MD2B - Hodgkin's Disease
Content Contributor: The Abramson Cancer Center of the University of Pennsylvania
Last Reviewed:
November 09, 2007
Introduction
Hodgkin's disease (HD) is a primary malignancy of lymphoid tissues, and represents approximately 11% of the malignant lymphomas but less than 1% of all cancers. It is distinguished histologically from other lymphomas by the presence of the characteristic Reed-Sternberg cell. This pathognomonic cell type is thought to be a clonal derivative of activated lymphoid cells. Unlike other lymphomas, the tumor bulk in Hodgkin's disease is primarily comprised of normal reactive lymphocytes with or without fibrosis, with a relatively small fraction of malignant Reed-Sternberg and mononuclear neoplastic cells.
Epidemiology and Etiology
- 8,190 new cases in the US in 2007 [1]
- Bimodal age distribution, with peaks at 15-34 years and again after 50 years.
- More common in Caucasians than in African-Americans (ratio of 2.9:1.6)
- Etiology remains unknown.
- Pathogenesis of classical HD linked to constitutive activation of nuclear transcription factor kappa beta (NF-κβ), which is critical for cell survival and is a target of novel therapies [2]
- Hereditary links are suggested by reports of familial clustering.
- Possible risk factors include: HIV, Epstein Barr virus (EBV), genetic predisposition, environmental exposures [3]
Microscopic Pathology
- Hodgkin’s disease is broadly classified as classical HD (with subtypes described later) and nodular lymphocyte predominant HD (NLPHD)
- Classical HD – Hodgkin/Reed-Sternberg (HRS) cell
- large and bilobed
- characteristic "owl-eye" appearance
- CD30+ and CD15+
- NLPHD - "Lymphocytic and histiocitic" cell (L&H cell)
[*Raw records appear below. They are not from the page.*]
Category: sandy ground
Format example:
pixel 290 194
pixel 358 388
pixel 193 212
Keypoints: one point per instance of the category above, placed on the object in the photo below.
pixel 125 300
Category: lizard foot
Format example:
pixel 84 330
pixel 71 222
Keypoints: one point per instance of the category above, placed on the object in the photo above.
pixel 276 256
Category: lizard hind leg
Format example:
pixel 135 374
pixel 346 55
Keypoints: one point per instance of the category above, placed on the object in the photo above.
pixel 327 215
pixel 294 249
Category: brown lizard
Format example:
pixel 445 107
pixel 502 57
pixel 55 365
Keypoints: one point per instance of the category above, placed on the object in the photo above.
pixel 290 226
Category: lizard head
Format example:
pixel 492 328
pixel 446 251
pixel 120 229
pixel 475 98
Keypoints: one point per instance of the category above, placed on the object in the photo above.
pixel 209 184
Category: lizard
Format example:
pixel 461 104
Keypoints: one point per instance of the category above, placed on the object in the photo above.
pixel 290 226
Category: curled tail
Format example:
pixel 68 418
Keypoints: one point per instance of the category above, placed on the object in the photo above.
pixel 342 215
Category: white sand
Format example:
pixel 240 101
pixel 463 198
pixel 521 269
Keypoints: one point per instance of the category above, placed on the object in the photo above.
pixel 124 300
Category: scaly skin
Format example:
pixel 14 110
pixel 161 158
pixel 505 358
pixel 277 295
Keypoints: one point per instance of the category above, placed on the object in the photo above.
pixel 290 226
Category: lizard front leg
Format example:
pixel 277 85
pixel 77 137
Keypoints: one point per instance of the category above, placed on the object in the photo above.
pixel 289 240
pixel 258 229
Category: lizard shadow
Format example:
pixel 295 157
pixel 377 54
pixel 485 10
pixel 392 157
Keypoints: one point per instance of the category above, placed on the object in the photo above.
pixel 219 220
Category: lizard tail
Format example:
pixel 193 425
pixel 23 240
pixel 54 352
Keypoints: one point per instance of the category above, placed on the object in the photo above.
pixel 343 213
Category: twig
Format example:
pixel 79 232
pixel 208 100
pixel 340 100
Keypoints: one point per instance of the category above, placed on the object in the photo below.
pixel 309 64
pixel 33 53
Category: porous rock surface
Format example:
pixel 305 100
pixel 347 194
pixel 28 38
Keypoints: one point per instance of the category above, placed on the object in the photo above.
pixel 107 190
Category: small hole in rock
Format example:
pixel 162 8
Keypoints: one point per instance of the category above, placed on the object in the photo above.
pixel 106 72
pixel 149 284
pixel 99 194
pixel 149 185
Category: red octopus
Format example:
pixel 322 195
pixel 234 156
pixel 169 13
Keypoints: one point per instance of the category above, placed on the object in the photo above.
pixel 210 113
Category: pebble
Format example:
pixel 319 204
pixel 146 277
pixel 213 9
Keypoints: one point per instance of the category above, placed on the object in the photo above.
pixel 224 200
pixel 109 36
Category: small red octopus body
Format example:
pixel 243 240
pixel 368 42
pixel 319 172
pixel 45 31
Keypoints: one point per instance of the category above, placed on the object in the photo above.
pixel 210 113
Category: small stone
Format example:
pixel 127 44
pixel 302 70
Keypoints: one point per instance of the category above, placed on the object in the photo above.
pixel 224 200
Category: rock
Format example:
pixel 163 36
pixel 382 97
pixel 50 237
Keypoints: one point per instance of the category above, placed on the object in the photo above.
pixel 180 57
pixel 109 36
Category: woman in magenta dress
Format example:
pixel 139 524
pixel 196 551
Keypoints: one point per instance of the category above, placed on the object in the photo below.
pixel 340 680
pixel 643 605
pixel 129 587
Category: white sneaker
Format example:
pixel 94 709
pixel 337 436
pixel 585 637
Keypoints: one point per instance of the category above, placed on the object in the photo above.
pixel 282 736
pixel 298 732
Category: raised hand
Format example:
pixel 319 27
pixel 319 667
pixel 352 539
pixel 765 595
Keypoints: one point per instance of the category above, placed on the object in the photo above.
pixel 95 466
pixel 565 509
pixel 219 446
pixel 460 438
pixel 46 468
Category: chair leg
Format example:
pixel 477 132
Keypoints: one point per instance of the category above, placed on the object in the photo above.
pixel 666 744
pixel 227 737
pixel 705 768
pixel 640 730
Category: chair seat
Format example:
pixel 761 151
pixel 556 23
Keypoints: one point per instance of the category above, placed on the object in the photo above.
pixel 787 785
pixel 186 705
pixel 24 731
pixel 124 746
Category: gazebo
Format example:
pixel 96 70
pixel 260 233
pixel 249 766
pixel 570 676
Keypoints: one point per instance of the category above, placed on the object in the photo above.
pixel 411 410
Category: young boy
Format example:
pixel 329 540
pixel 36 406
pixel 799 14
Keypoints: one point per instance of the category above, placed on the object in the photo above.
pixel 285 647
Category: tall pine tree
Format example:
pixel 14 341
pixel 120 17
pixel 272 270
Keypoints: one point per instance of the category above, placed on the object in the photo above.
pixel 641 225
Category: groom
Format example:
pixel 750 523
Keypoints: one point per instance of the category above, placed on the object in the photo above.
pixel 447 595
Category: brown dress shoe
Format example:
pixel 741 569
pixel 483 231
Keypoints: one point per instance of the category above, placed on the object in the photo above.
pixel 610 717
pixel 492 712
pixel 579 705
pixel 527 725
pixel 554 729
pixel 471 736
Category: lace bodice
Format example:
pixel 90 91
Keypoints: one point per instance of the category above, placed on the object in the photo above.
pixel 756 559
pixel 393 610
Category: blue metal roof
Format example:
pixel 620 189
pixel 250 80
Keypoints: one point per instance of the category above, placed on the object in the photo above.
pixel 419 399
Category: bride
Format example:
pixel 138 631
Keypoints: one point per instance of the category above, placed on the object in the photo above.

- polypoid nuclear contours
- "popcorn" appearance
- CD30- and CD15 –, CD20+
- The malignant cells of both classical HD and NLPHD are derived from Germinal Center B cells, with a small percentage of classical HD that is T cell derived [2]
- Chromosomal abnormalities are present in 35-45% of cases.
- EBV genomes are found in 20% of tissues, with Southern Blot confirmation of monoclonality. EBV mRNA is detected in 30% of cases.
Clinical Presentation
- Palpable lymphadenopathy (cervical, supraclavicular, and/or axillary regions) in a contiguous pattern
- Cough, pulmonary symptoms, asymptomatic mediastinal mass on x-ray (suggestive of mediastinal involvement)
- Systemic "B" symptoms: fever, night sweats, weight loss in 25-40% of cases
- Pruritis, possibly secondary to cytokine secretion from affected lymphocytes
Staging Evaluation
- Dual system of both clinical stage and pathologic staging known as the Ann Arbor-Cotswolds classification schema [4]
- "A" designates absence of systemic symptoms, "B" one or more
Stage I | 1 lymph node (LN) region or single extralymphatic site (IE) |
Stage II | ≥2 LN regions on same side of diaphragm, or 1 extralymphatic site (IIE) and LNs on same side of diaphragm |
Stage III | LN regions on both sides of diaphragm, +/- involvement of contiguous extralyphmatic site(IIIE), spleen (IIIS), or both (IIIES) |
Stage IV | Disseminated, multifocal disease of extralymphatic organ(s), +/- LN involvement |
For the purpose of both clinical trials and tailoring individual therapy, current practice is to divide patients into early favorable, early unfavorable, and advanced groups [5]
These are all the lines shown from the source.